I nodded, knowing how it worked. When I was experimenting with titanium dioxide, I knew every person in the world who had a similar crystal, how powerful their laser was, and how far they’d progressed in characterizing the crystal coefficients.

MC turned to me. “You’ll love this, Aunt G. I got involved a little in buckyballs, and that kind of fun stuff, and even had one of my students do a paper on it.”

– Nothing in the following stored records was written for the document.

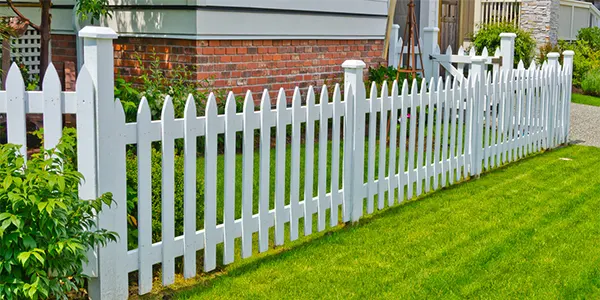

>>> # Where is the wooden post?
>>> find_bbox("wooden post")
[79,26,128,299]
[500,32,517,71]
[342,60,366,222]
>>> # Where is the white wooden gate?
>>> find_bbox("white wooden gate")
[0,27,573,299]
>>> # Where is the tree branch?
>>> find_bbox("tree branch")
[6,0,41,31]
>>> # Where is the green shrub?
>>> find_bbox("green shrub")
[577,27,600,51]
[581,68,600,96]
[127,149,204,249]
[471,23,536,67]
[0,131,117,299]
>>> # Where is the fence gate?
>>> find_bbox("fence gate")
[440,0,459,49]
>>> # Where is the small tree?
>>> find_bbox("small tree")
[4,0,112,80]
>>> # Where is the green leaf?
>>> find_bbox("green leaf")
[17,251,30,266]
[2,175,12,190]
[23,235,37,249]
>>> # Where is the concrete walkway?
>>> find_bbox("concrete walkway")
[570,103,600,147]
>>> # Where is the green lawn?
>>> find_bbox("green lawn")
[149,146,600,299]
[571,94,600,106]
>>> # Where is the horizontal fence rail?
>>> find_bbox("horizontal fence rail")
[0,27,573,299]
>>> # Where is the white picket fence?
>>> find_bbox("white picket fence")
[0,27,573,299]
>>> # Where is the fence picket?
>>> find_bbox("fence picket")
[304,86,317,236]
[42,63,62,149]
[390,80,398,206]
[242,91,256,258]
[377,81,392,210]
[432,77,444,190]
[329,84,344,227]
[184,94,197,278]
[396,79,410,203]
[258,89,272,252]
[367,82,376,214]
[290,87,302,241]
[317,85,328,231]
[223,92,241,265]
[161,96,175,285]
[6,63,27,157]
[275,88,288,246]
[406,79,419,200]
[425,78,435,193]
[415,79,426,197]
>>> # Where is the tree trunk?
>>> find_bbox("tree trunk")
[40,0,52,85]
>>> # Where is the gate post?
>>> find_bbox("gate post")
[79,26,128,299]
[563,50,575,143]
[422,27,440,82]
[500,32,517,72]
[547,52,560,148]
[342,60,366,222]
[469,56,486,176]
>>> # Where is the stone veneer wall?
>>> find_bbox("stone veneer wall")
[520,0,560,46]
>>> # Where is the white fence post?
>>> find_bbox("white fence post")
[469,56,486,175]
[547,52,560,148]
[563,50,575,143]
[388,24,400,68]
[500,32,517,71]
[421,27,440,81]
[79,26,128,299]
[342,60,366,222]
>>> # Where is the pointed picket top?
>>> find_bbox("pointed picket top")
[494,47,502,57]
[421,76,427,95]
[244,90,254,114]
[292,87,302,109]
[369,81,377,99]
[183,94,197,118]
[381,81,390,97]
[529,59,537,70]
[260,89,271,113]
[115,93,125,122]
[277,88,287,112]
[319,84,329,107]
[137,97,152,122]
[225,92,237,115]
[76,65,94,96]
[160,96,175,120]
[333,83,342,103]
[481,47,489,57]
[42,63,62,91]
[392,80,398,96]
[6,62,25,90]
[410,78,419,96]
[306,85,315,107]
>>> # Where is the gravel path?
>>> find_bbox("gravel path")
[570,103,600,147]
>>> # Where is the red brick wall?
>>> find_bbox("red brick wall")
[52,36,383,95]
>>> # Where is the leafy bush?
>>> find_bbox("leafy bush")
[0,130,117,299]
[581,68,600,96]
[365,65,422,97]
[577,27,600,51]
[471,23,536,67]
[127,149,204,249]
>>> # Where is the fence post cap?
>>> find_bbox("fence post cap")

“Buckyballs! Pure carbon!”

While my eyes lit up, Rose rolled hers.

“You two and your science. But let’s not forget that the Charger Street lab has been a den of crime lately.”

I winced at Rose’s reference to my new career as a consultant to the Revere Police Department. Retired from physics—good, clean work, as my father had called it—I’d fallen into police work, helping the RPD with science-related cases. And many of those cases had involved the staff at the Charger Street lab as either vics or perps, in cop talk.

“Speaking of teaching—” Rose said. She paused for our laughter at her creative segue, then went on. “Mrs. Cataldo, your old high school chemistry teacher, was asking for you, MC. I told her you were coming home, and she’d love to see you. She’s at the senior care center on Pearce Street.”

“We should both visit her,” I said to MC. “Although I think she gave you better grades.”

“That’s because she was only ninety years old, and still sharp, when you had her. By the time my class came along, she was a hundred and fifty and only giving As.”

MC had the same smile as her mother, the same high-pitched voice, and I was thrilled to be with them both. Magnificent fall leaves outside and my two favorite women inside.

What could go wrong?

Nothing. Until Rose excused herself to go to the rest room. Once she’d slipped gracefully out of the booth, I hoped MC and I could sneak in a few words about buckyballs.

I pictured the buckyball molecule, made up of sixty carbon atoms, folded over into a soccer-ball shape, one atom on each “corner” of the soccer ball. After reading articles on the new material, I’d spent some time trying to think up a non-sports metaphor for the configuration. Maybe MC had some ideas.

But I knew I had to address more personal matters first.

“Is something wrong, MC? You seem a little distracted.” MC pulled her shoulders up, her neck almost disappearing into the ribbing of her gray TEXAS THE LONE STAR STATE sweatshirt. “Or are you just bored with the over-fifty crowd?” I asked, to give her a way out of talking if she needed one.

She leaned over and spoke softly, a catch in her voice. She pulled the sleeves of her sweatshirt down over her hands, further emphasizing her waif-like appearance.